There are several weapon sets that the player can select (some unlocked in later levels), including a pistol and sword, a rifle, several spells, and later, large two-handed swords which heal the player with some of the damage done.

There are a variety of different missions which have different ways to be completed. Some missions are simply objective-based, requiring the player to reach the end point of the mission, which may be accessed by using buttons or levers to open gates. Others require the rescue of hostages, and some require holding all of certain points on the map, while others are a fight over a certain object.

In multiplayer mode, there are the classic games of Capture the Flag, Deathmatch, and Team Deathmatch against other players or the AI.

Reception

The game received generally negative reviews from critics. On the review aggregator GameRankings, it had an average score of 40% based on 7 reviews.[3] On Metacritic, the game had an average score of 34 out of 100, based on 5 reviews.[4]

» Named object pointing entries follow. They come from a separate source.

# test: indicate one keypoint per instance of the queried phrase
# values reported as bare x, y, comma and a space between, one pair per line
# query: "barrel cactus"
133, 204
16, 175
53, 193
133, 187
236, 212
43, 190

Bob Colayco of GameSpot gave the game a rating of 3.1 out of 10, saying the game "is terrible from top to bottom, suffering from bland, derivative gameplay, simplistic level design, brain-dead AI, and a buggy graphics engine that chugs even at low resolution." Colayco said "The game was originally slated to ship for both the Xbox and the PC, but it doesn't take much time with the PC version to understand why the console version was scrapped.", saying that Konami quietly released the game and appeared to care little about it.[5]

Notes and References

  1. Web site: Bramwell. Tom. 21 October 2003. Apocalyptica demo released. 15 April 2021. Eurogamer. en.
  2. Web site: Apocalyptica E3 2003 Preshow Report. 13 April 2021. GameSpot. en-US.
  3. Web site: Apocalyptica Reviews . 5 March 2008 . GameRankings.
  4. Web site: Apocalyptica (pc: 2004): Reviews . 5 March 2008 . Metacritic.
  5. Web site: Apocalyptica for PC Review . 5 March 2008 . Bob Colayco . 2 June 2004 . GameSpot.